The above health and economic benefits could be achieved with commercially available rapid CRP tests. However, while this is a workable approach, long-term success is more likely if existing malaria control infrastructure (for example, training, procurement channels and supply chains) are leveraged using a combined malaria-CRP test; the anticipated market opportunity for such a device is explored below.
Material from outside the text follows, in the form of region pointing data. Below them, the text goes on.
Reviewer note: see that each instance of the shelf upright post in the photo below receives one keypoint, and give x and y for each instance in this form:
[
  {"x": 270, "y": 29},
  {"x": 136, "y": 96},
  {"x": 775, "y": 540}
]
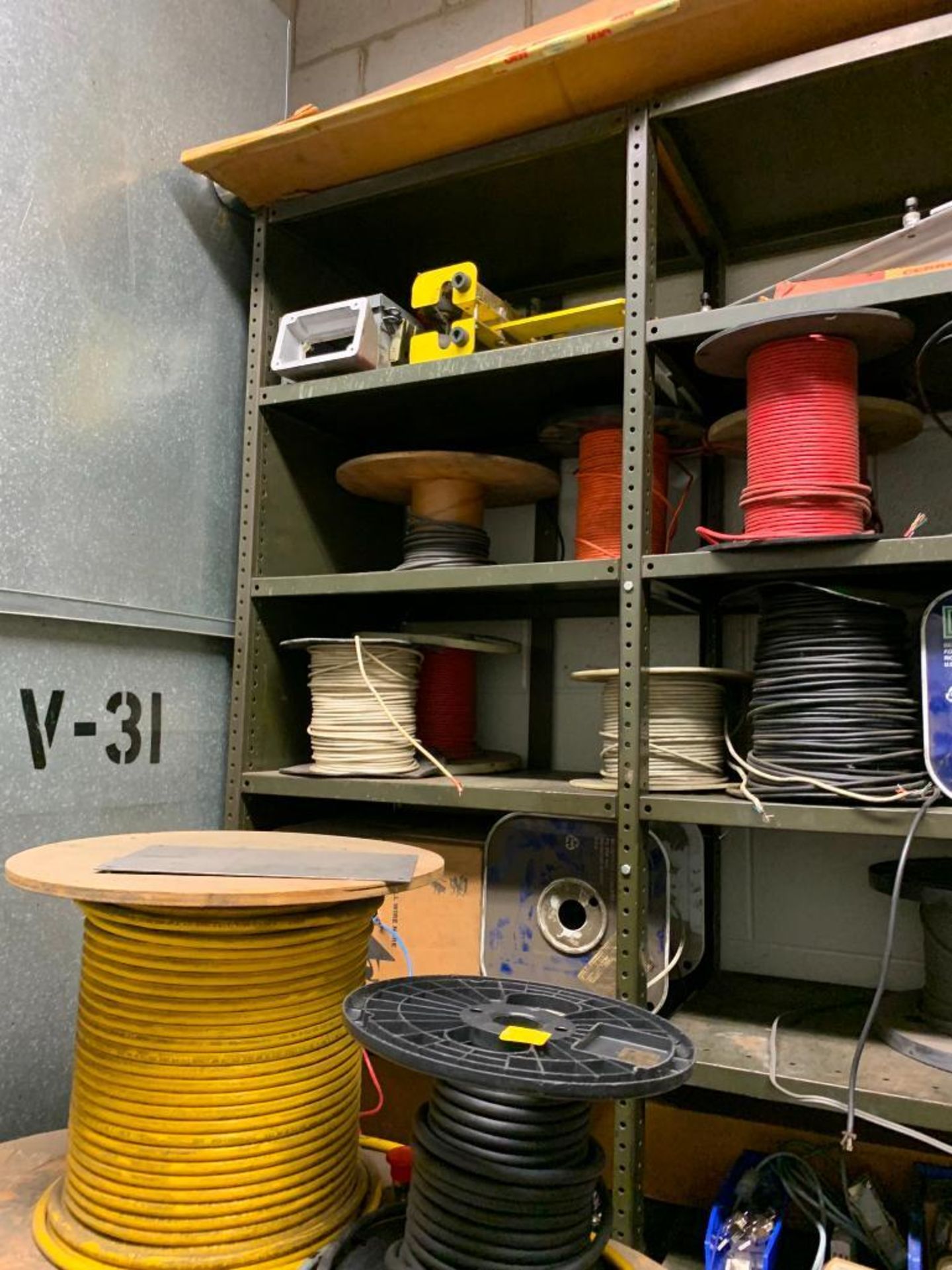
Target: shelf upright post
[
  {"x": 243, "y": 719},
  {"x": 640, "y": 261}
]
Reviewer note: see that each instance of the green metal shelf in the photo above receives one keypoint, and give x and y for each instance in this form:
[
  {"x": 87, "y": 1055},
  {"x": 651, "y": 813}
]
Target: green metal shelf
[
  {"x": 524, "y": 792},
  {"x": 555, "y": 575},
  {"x": 735, "y": 143},
  {"x": 467, "y": 371},
  {"x": 890, "y": 294},
  {"x": 729, "y": 1021},
  {"x": 736, "y": 813},
  {"x": 804, "y": 558}
]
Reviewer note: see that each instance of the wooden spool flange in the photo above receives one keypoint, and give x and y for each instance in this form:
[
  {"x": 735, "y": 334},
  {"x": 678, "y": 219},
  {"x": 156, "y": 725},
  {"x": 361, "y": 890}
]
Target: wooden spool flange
[{"x": 447, "y": 486}]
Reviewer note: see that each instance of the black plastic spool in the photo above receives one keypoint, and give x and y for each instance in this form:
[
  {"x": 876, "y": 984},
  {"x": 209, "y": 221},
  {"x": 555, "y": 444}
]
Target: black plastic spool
[{"x": 506, "y": 1171}]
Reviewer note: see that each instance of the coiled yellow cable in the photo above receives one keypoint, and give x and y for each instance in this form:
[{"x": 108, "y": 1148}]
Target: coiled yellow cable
[{"x": 216, "y": 1090}]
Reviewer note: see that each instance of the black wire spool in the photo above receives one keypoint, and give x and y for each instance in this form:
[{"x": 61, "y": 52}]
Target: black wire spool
[
  {"x": 506, "y": 1171},
  {"x": 833, "y": 700},
  {"x": 442, "y": 544}
]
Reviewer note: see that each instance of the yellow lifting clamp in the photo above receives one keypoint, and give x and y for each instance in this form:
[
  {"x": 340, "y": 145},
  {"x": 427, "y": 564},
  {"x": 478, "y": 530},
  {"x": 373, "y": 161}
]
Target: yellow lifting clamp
[
  {"x": 462, "y": 317},
  {"x": 461, "y": 313}
]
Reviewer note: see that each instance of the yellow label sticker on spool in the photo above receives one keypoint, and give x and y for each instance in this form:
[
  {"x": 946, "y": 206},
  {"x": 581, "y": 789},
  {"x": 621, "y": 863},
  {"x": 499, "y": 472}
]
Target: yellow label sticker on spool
[{"x": 524, "y": 1035}]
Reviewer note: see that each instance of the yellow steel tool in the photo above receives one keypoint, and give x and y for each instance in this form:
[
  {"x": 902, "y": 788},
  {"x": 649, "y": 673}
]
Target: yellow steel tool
[
  {"x": 460, "y": 312},
  {"x": 564, "y": 321},
  {"x": 462, "y": 317}
]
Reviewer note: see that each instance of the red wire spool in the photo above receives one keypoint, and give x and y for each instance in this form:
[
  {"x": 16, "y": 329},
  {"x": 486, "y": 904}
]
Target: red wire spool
[
  {"x": 598, "y": 523},
  {"x": 804, "y": 464},
  {"x": 446, "y": 702}
]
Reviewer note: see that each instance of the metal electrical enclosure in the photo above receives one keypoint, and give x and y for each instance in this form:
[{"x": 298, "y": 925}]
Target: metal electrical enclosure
[{"x": 122, "y": 331}]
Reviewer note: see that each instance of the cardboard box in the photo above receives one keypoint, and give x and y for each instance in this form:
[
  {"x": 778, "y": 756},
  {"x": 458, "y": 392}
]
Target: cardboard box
[{"x": 440, "y": 923}]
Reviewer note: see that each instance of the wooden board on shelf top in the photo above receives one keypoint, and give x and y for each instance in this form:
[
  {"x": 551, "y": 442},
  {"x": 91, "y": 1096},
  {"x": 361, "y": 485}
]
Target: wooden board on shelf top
[
  {"x": 70, "y": 869},
  {"x": 593, "y": 58}
]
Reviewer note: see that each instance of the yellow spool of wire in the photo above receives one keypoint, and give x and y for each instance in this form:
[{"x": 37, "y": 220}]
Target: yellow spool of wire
[{"x": 214, "y": 1123}]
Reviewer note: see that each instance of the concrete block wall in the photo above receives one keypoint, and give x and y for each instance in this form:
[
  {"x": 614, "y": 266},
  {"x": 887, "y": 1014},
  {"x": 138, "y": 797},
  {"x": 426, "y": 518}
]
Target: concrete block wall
[{"x": 344, "y": 48}]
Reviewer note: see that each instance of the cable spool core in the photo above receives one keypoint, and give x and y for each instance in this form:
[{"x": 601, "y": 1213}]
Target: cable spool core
[
  {"x": 214, "y": 1119},
  {"x": 446, "y": 492}
]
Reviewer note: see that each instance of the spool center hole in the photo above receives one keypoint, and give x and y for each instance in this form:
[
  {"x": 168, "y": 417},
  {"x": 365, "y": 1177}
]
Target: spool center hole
[{"x": 571, "y": 915}]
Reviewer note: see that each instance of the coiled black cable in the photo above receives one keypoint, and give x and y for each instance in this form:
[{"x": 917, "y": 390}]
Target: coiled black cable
[
  {"x": 442, "y": 544},
  {"x": 833, "y": 712},
  {"x": 503, "y": 1181}
]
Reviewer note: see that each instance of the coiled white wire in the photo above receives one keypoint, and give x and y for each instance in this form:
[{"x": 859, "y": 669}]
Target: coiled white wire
[
  {"x": 686, "y": 732},
  {"x": 608, "y": 732},
  {"x": 364, "y": 710},
  {"x": 349, "y": 728}
]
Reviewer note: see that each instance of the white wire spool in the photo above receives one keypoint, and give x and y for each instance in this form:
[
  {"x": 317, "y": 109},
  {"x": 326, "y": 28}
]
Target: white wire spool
[
  {"x": 686, "y": 728},
  {"x": 364, "y": 706}
]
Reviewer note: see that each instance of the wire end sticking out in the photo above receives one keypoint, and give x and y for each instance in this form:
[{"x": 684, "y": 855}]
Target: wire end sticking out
[{"x": 918, "y": 523}]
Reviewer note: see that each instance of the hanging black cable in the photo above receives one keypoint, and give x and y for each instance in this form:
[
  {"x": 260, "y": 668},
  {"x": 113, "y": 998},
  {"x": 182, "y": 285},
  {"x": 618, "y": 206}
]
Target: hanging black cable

Unitaid’s annual global forecast estimates that 15.8 billion febrile episodes occur amongst individuals living in malaria endemic low- and middle-income countries (LMICs) [41]. This indicates a large potential available market (PAM) for a malaria-CRP test. From the PAM, the total available market (TAM) can be calculated, which accounts for the number of febrile patients likely to seek care. Treatment seeking rates from household surveys indicate an annual TAM of 1.48 billion tests. Within the TAM, the currently accessible market, termed the Serviceable Available Market (SAM), is determined by the yearly number of malaria RDTs and microscopy slides performed within LMICs where malaria is prevalent [4]. In 2016, the SAM comprised approximately 467 million tests (Fig. 5).

Fig. 5
figure 5

Market analysis to estimate the market size of a malaria-CRP combination test. PAM potential available market, TAM total available market, SOM serviceable and obtainable market

Finally, to produce a pragmatic demand forecast reflective of probable market consumption, the serviceable and obtainable market (SOM) must be estimated, by identifying and analysing factors that might affect in-country adoption, including malaria prevalence, existing market size for substitutes, planned procurement mechanisms, government commitment to universal health care, malaria financing and price of diagnostics. These factors must be explored in detailed discussions with procurement and government agencies. A simple SOM estimate can be calculated by considering two key factors; countries with a low proportion of malaria infections amongst the febrile population (less than 10%); and those with strong existing malaria RDT markets, as opposed to reliance on blood film microscopy. Although incorporating additional factors would reduce the SOM, considering these two factors identifies more than 23 LMICs (mainly in Southeast Asia and sub-Saharan Africa), in which more than 55 million malaria RDTs were sold in 2016.

Conclusion

While multiple approaches exist to improving care for patients with febrile illness, the strategy described in this paper could be rolled out in the near-term using existing infrastructure and capitalizing on current global appetite for malaria elimination. The rudimentary analyses presented here provide a general indication that integrating CRP-guided antibiotic therapy with malaria RDTs is likely to be highly cost-effective considering either (and of course all) the potential benefits in the different analyses, although further refinement and context-specific adaptations to these analyses are required to verify their conclusions. While CRP-guided antibiotic therapy is not without limitations it could offer considerable advantages over current practice, and pave the way for rapid implementation of improved technologies as they become available. In the longer term better biomarkers and multiplexed pathogen-specific tests, deployed with the support of electronic clinical decision algorithms, could replace CRP-guided therapy, but the timeline for this is likely to be long, with substantial preventable mortality, morbidity and erosion of antibiotic resources in the interim. To avoid this, low-cost CRP tests could be deployed alongside malaria RDTs or incorporated into a combination point-of-care test.